Non-academic vice-chancellors face snobbery, AUA hears

Oxford’s deputy registrar excoriates prejudice against able leaders from outside the ‘closed’ culture of the academy

November 13, 2014

Source: Getty

One of us?: call to end ‘apartheid’

Lecturers can be guilty of “snobbery” towards vice-chancellors who do not have an academic background, according to the deputy registrar of the University of Oxford.

Michael Sibly said he did not think higher education leaders had to be eminent researchers, or even to have worked in universities previously – but he conceded that his institution, which is advertising for a new vice-chancellor, was probably not ready to break with tradition.

Speaking in Oxford on 4 November at the development conference of the Association of University Administrators, Mr Sibly said lecturers’ “closed” culture put vice-chancellors who did not have an academic background at a disadvantage.

“In most universities, and certainly ones like this, you’re hobbled from the very beginning because of the academic snobbery,” Mr Sibly said. “Academics will think ‘if this person has only ever run the health service, clearly they can’t run a university’.”
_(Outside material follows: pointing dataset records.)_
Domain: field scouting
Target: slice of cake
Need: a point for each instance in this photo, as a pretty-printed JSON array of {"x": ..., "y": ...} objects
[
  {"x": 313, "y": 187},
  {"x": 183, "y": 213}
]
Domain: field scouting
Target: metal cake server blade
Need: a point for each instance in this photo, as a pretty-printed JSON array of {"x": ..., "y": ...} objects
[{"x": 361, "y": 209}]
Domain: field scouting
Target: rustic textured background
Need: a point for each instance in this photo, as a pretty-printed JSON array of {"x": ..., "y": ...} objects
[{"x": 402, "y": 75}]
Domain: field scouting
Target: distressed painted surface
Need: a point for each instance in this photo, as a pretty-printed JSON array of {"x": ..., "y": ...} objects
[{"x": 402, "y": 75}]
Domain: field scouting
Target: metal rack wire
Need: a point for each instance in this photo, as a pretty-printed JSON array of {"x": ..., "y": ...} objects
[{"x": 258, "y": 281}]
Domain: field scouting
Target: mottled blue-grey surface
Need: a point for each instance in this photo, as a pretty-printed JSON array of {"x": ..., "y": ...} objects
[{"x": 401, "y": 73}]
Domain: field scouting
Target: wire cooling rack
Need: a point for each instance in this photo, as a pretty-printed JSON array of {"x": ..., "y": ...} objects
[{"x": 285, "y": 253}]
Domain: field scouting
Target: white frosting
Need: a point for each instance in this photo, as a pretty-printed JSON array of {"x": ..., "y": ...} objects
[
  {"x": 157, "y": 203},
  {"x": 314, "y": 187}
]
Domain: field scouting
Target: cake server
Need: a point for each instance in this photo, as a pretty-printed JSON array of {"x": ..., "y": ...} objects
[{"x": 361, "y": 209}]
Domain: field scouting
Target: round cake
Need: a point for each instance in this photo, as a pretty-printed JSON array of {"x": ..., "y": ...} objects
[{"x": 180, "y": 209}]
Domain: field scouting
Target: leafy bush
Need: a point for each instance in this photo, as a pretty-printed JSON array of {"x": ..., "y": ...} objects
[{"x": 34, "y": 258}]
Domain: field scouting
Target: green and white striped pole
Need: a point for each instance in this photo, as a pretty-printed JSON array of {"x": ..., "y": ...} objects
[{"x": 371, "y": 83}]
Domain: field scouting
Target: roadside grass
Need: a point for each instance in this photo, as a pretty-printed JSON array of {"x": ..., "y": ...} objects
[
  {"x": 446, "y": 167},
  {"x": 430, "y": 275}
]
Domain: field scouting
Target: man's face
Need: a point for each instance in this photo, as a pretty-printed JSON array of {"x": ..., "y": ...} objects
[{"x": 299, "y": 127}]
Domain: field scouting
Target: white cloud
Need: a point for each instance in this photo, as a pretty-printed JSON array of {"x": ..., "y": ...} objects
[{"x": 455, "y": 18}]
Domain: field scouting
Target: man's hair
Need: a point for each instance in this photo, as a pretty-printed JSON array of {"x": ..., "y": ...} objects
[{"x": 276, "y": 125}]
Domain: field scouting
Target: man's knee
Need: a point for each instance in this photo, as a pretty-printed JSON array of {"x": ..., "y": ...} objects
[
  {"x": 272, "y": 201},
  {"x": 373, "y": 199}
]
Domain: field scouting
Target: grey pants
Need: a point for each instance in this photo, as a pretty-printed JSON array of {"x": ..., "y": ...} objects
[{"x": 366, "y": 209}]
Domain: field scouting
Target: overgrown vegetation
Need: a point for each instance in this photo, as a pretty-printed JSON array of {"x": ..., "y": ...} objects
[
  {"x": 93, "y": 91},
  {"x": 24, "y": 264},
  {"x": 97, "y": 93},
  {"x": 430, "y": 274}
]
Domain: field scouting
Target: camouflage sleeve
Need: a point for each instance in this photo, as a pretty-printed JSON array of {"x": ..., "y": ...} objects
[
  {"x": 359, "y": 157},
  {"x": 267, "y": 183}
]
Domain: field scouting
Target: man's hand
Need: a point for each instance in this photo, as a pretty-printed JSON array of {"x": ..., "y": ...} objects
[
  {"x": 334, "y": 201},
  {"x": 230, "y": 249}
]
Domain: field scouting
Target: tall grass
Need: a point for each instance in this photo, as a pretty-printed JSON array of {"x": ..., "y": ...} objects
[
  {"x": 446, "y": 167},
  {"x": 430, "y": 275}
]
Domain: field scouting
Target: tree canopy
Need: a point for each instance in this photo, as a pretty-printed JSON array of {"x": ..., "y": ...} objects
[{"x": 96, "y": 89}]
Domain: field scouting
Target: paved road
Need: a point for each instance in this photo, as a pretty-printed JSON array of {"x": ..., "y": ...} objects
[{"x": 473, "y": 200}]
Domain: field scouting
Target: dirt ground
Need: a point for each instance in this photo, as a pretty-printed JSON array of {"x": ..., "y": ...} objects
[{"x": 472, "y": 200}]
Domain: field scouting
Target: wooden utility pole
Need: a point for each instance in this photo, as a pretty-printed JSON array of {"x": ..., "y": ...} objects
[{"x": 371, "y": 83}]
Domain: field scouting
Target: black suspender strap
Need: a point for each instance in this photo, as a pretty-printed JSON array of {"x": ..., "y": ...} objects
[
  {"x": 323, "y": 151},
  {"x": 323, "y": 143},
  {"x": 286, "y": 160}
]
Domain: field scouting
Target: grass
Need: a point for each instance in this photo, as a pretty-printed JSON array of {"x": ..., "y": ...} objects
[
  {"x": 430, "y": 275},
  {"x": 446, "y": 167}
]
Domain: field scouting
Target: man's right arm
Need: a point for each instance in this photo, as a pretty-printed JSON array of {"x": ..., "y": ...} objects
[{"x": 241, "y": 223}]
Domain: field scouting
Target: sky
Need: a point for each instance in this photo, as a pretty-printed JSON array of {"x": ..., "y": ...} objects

Mr Sibly said some people felt that the next vice-chancellor of Oxford had to be a fellow of an association such as the Royal Society, but he disagreed. “It helps if you have a strong academic background, but you don’t need to be an academic. What you need to do is understand universities and understand the people who work in them,” he argued.

Asked about the person who will take over from Andrew Hamilton when his seven-year term ends in 2016, Mr Sibly said he was “not sure if the institution is ready” for a non-academic leader, but he noted that a number of masters of Oxford colleges had been appointed from outside higher education.

Although, beyond Oxbridge, some vice-chancellors have backgrounds in industry, few have been selected following careers as university administrators.

Asked about the treatment of non-academic employees after delivering the AUA’s annual lecture on the same day, Janet Beer, vice-chancellor of Oxford Brookes University, said notions of “apartheid that prevail in our institutions about types of staff” had to end.

She said it was “tough” for non-academic staff to progress into very senior jobs, but that administrators “would and do excel” in such posts. “We need to be more open-minded in the sector about where we draw talent from,” she added.

Professor Beer’s lecture focused on diversity in higher education, and she reiterated her call to introduce quotas for the proportion of women and ethnic minority candidates being appointed to leadership roles. She also said that universities should aim to ensure that their governing bodies are at least 40 per cent female.

Earlier, the conference heard calls for greater protection for students whose courses are cancelled, with the option of a refund or a transfer to another course.

Jim Dickinson, chief executive of the students’ union at the University of East Anglia, said current protection was “worse than if you book a package holiday to Benidorm”.

He also argued that students should have the right to appeal against the marks they are given, warning that current methods of marking and assurance were not designed for an era of mass higher education.

Mr Dickinson said academic judgement could not be unchallengeable when students were spending so much money on their courses.